L’esordio internazionale di Tarkovskij tra premi e polemiche
Quando la Mosfil’m nel 1961, sottrasse al giovane Abalov la regia del racconto di Bogolomov, dal quale sarebbe poi stato tratto l’infanzia di Ivan, affidandolo al giovane Andrej Tarkovskij, nessuno avrebbe immaginato che ciò portasse al riconoscimento internazionale di un genio nascente, di un giovane che stava già cambiando la storia del cinema, proponendo un’arte nuova, malinconica, ermetica, riflessiva, intimista.
L’infanzia di Ivan, che riscuoterà un’enorme successo, vincendo il Leone d’oro al miglior film al Festival di Venezia, scatenò un’ondata internazionale di polemiche tra i critici comunisti e della sinistra mondiale: per la prima volta infatti, un regista sovietico presentava la visione di un’artista come indipendente dai bisogni del collettivo. Era solo l’inizio dei tanti problemi con il regime sovietico che Tarkovskij dovette affrontare per tutta la vita, provocandogli molte sofferenze e momenti improvvisi di nostalghia.
L’infanzia di Ivan, la trama
È la seconda guerra mondiale. Sul fronte orientale lungo il fiume Dnepr il dodicenne Ivan, un ragazzino che ha perso la famiglia per mano tedesca, dopo essersi unito ai partigiani, si unisce poi all’esercito sovietico per combattere gli invasori tedeschi. Egli infatti, prova un odio profondo per i tedeschi perché gli hanno brutalmente ucciso la madre, della quale il ragazzino ne ha un costante ricordo. Il colonnello Grjaznov e il capitano Kholin si prendono cura di Ivan. I due, conoscendo l’animo di Ivan e consci delle sue grandi abilità nel muoversi inosservato oltre le linee nemiche per raccogliere informazioni utili all’Armata Rossa, lo rendono partecipe alla guerra utilizzandolo come informatore. Il colonnello Grjaznov, però, vorrebbe allontanare il ragazzo dal fronte e mandarlo alla scuola militare per poterlo proteggere, ma Ivan è deciso a rimanere in prima linea, convinto che solo i vigliacchi e gli invalidi non partecipino alla guerra.
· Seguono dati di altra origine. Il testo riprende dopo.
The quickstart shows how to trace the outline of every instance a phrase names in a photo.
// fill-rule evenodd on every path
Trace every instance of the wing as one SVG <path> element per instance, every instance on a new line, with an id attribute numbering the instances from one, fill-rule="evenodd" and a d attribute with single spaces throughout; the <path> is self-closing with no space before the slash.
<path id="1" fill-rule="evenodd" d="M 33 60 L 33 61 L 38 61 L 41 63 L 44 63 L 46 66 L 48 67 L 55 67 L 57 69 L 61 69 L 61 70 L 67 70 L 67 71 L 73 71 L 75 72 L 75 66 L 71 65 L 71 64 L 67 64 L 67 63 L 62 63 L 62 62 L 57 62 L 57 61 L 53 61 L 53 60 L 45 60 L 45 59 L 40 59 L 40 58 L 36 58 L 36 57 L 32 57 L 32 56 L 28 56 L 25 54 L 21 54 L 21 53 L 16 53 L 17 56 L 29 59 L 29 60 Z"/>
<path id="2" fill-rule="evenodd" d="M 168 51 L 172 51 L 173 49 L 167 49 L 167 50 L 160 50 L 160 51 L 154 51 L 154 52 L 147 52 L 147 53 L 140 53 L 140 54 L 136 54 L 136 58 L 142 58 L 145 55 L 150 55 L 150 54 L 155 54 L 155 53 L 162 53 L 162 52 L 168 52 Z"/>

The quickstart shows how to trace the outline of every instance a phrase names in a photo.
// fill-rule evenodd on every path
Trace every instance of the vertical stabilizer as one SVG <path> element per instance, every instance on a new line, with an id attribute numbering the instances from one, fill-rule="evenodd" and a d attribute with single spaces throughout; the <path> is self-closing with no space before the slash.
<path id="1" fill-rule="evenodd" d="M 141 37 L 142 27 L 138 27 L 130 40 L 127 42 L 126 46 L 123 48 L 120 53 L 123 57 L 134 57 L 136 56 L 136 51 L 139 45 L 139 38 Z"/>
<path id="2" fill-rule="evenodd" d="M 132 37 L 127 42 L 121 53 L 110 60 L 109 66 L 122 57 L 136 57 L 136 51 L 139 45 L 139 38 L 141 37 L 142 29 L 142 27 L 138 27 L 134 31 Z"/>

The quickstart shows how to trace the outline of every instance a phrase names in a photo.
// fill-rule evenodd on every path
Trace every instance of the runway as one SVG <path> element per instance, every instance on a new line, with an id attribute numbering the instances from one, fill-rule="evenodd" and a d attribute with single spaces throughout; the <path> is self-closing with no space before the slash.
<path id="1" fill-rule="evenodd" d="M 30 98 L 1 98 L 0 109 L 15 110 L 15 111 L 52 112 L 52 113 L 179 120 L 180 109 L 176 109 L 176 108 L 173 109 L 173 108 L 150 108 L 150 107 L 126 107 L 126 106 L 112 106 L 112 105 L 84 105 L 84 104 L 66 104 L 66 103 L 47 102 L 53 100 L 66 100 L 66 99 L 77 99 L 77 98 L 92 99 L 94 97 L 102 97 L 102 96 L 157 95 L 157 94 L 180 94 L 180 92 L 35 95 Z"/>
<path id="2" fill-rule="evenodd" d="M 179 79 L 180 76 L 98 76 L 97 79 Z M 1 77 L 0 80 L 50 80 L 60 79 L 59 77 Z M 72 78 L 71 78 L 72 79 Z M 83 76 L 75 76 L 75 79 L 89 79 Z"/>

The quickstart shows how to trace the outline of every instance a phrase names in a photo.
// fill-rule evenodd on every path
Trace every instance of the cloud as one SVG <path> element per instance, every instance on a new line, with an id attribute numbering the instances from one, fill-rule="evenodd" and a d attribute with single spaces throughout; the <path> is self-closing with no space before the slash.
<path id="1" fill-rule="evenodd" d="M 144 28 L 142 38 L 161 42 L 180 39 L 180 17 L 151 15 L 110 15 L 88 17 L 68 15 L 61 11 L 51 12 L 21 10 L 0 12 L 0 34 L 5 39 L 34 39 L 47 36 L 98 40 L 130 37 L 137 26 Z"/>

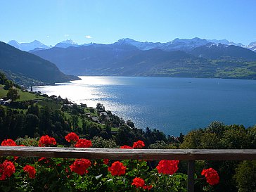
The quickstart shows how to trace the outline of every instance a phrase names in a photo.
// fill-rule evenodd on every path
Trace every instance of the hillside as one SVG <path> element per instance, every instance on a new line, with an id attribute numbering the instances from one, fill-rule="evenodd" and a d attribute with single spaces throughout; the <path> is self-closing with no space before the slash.
<path id="1" fill-rule="evenodd" d="M 140 50 L 124 42 L 33 52 L 76 75 L 157 76 L 256 79 L 256 53 L 236 46 L 185 52 Z"/>
<path id="2" fill-rule="evenodd" d="M 65 75 L 48 60 L 1 41 L 0 70 L 16 83 L 23 85 L 53 84 L 79 79 Z"/>

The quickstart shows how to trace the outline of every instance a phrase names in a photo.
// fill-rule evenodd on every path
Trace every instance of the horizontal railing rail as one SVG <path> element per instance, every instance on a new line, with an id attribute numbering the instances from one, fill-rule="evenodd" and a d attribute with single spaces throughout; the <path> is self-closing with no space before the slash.
<path id="1" fill-rule="evenodd" d="M 194 192 L 195 160 L 256 160 L 256 149 L 120 149 L 0 146 L 0 156 L 188 161 L 188 192 Z"/>
<path id="2" fill-rule="evenodd" d="M 121 149 L 0 146 L 0 156 L 148 160 L 256 160 L 256 149 Z"/>

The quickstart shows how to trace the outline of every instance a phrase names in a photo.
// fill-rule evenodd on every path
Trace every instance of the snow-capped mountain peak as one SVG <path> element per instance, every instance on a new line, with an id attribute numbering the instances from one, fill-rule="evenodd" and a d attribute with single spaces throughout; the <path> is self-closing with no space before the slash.
<path id="1" fill-rule="evenodd" d="M 18 49 L 20 49 L 20 50 L 25 51 L 31 51 L 31 50 L 33 50 L 33 49 L 37 49 L 37 48 L 43 49 L 50 48 L 50 46 L 44 44 L 37 40 L 34 40 L 30 43 L 18 43 L 18 41 L 16 41 L 15 40 L 11 40 L 8 44 L 9 45 L 14 46 L 15 48 L 17 48 Z"/>

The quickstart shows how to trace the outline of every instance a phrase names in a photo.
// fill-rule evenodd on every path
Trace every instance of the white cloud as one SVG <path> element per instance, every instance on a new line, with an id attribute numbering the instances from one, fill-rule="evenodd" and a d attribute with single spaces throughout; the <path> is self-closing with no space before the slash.
<path id="1" fill-rule="evenodd" d="M 91 38 L 92 38 L 92 37 L 91 37 L 91 36 L 90 36 L 90 35 L 86 35 L 86 36 L 85 36 L 85 38 L 87 38 L 87 39 L 91 39 Z"/>

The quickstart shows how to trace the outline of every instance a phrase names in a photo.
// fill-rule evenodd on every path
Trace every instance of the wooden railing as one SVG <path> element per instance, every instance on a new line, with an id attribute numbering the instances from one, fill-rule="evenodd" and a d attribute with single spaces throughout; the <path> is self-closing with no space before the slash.
<path id="1" fill-rule="evenodd" d="M 194 191 L 195 160 L 256 160 L 256 149 L 120 149 L 0 146 L 0 156 L 188 161 L 188 191 Z"/>

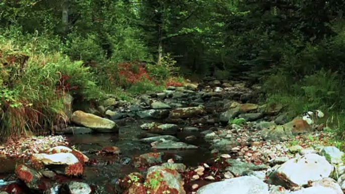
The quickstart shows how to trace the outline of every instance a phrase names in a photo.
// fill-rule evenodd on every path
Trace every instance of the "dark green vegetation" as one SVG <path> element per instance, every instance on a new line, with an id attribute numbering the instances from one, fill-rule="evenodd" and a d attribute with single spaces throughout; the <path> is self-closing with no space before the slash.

La guerra attraverso gli occhi di un ragazzino esule dall’infanzia
L’infanzia di Ivan non è solo il titolo del film, ma l’infanzia è ciò che Ivan ha realmente perduto. Un’infanzia portata via dalla guerra, che ha portato alla morte della mamma del giovane e l’ha allontanato dai suoi luoghi natii, ma all’infanzia si è sostituita la guerra e il sentimento che anima coloro che sono chiamati a partecipare allo spettacolo dell’umanità duellante.
Ma all’infanzia non si può rinunciare, essa è una fase della vita di ogni uomo e se la cruda violenza della realtà può oscurarla, lo stesso non può avvenire lontano dalla realtà, dove Ivan continua a viverla attraverso sogni, flashback e momenti di fantasticheria, ricordando scene di vita con la mamma accadute o che sarebbero potute accadere e immaginando e ancora sognando giochi felici con altri bambini.
Ivan dunque, di fronte all’orrore della storia, ritrova la propria individualità, ciò che lo contraddistingue in quanto uomo in una determinata fase della vita. Da parte sua Tarkvoskij, per rendere al meglio lo smarrimento interiore del giovane Ivan, si serve di una serie di abili movimenti di camera con cambi di angolature e soggettive.
L’infanzia di Ivan è quindi un’opera asciutta, semplice, o comunque meno ermetica rispetto ai successivi lavori del regista sovietico. È profonda, onirica, poetica, ma può essere anche considerata un manifesto antimilitarista, essa infatti, nell’alternarsi di scene di riflessione e analisi psicologica, non rinuncia al crudo realismo della guerra e alle sue conseguenze tragiche.
Un film da vedere assolutamente, che per i suoi modi di esprimere certi messaggi e contenuti, può essere considerato accessibile a tutti. Un’opera che ci permette di capire un po’ di quell’immenso seppur piccolo universo interpretativo che è il cinema di Andrej Arsen’evic Tarkvoskij.